Technical Coordinator, CATCHPlus Project

Meetens Institute, Royal Netherlands Academy for Arts and Sciences

Using the OAC Model for Annotation Interoperability

Project Description

Since 2005 the CATCH research program funds research projects that are hosted by large Dutch cultural heritage institutions. Among these are the Rijksmuseum Amsterdam, the Dutch Royal Library, the Dutch National Archive, the central archive of the public broadcasting corporations (Sound and Vision), and several other archives, museums and libraries. The program initially mainly supported applied computer science research addressing the needs of collection managers. The focus is currently shifting towards e-Humanities research on digital cultural heritage collections, supported by innovative computer science. Currently there are 14 CATCH projects and there are more to come.

CATCH project teams all included programmers that delivered demonstrators and research prototypes. In 2009, the CATCHPlus valorization project was started with the task to turn CATCH research software into quality software that can be applied and sustainably maintained by the Dutch cultural heritage community. CATCHPlus is a 3-year project funded by the Dutch Ministry of Science (OC&W), the Netherlands Organization for Scientific Research (NWO), and the Dutch Ministry of Economic Affairs.

CATCHPlus tools and web services from 8 subprojects are required to operate as parts of the Dutch digital cultural heritage infrastructure. This is accomplished by collaborative work on the use of vocabularies, metadata standardization and publication, workspaces, user profiles, persistent identifiers and: annotations.

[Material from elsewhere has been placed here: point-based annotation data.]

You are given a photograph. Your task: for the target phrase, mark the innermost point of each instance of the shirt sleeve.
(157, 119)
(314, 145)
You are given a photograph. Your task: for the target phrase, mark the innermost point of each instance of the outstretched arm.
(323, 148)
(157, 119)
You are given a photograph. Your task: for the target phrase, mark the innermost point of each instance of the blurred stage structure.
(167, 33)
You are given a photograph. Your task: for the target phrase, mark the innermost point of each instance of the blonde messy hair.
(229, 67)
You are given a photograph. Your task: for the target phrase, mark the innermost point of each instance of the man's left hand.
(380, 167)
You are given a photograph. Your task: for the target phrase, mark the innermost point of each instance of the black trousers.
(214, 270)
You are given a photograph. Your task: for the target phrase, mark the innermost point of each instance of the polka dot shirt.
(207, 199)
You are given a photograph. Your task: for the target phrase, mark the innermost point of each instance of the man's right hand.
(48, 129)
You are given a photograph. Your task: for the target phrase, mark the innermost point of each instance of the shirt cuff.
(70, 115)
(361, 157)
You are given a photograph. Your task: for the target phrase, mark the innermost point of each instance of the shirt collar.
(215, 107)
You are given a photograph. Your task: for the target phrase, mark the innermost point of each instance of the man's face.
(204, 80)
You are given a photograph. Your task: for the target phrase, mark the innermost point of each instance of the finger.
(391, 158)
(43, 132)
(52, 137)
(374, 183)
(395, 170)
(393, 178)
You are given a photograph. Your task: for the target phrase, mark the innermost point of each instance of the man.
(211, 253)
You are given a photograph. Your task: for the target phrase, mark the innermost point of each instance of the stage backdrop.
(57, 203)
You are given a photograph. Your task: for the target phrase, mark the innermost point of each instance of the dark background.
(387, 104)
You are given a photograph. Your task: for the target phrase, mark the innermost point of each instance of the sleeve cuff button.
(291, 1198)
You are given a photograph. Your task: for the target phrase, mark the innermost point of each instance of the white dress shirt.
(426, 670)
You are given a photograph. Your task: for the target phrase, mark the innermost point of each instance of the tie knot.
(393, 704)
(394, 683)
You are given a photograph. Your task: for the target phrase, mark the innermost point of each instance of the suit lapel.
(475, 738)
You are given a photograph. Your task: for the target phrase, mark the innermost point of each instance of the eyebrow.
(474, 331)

CATCHPlus tools and services are primarily intended for use by cultural heritage professionals and (humanities) researchers, but also visitors of online cultural heritage will benefit.

Annotations in CATCHPlus

A wide range of annotations plays a role in CATCHPlus use cases:

  • Complete digital resources are annotated with ‘traditional’ textual metadata records, with textual or semantic values.
  • Segments of plain and semi-structured textual resources are annotated with text values, semantic values or elements from controlled vocabularies. This sometimes results in complex linguistic annotations over several connected tiers.
  • Scanned handwritten documents are annotated with transcription text. The transcriptions are aligned with the scan images at line or word levels.
  • Annotations are annotated with images: for example, handwritten ‘word zones’ are annotated with 2D graphical representations of image data.
  • Audio recordings are annotated with text generated by automatic speech recognition, or by automatic speech alignment processes.
  • Radio and television programs are described at scene level.
  • Annotations (and annotation values) can be further annotated: for example, segments of transcription texts from automatic speech

recognition can be further annotated with semantic annotations.

CATCHPlus will collect heterogeneous annotations of (segments of) digital objects from different cultural heritage collections and institutions in a shared annotation repository. Such a repository has several advantages, one of them being that it forms a searchable index across cultural heritage collections, leading users directly to the right parts of objects. There are several other use cases for this repository.

Concrete tasks currently at hand are to agree on a sufficiently powerful annotation model and format, and to design and implement the repository and a REST web service to access it.

Our intention was to use the model presented in (Brugman, Malaisé & Hollink, 2008) as the basis for format and web service design. Since this model appears to be quite similar to the Open Annotation model, it will be very interesting to investigate in detail how the two models align. Open Annotation might very well cover all or most of our requirements.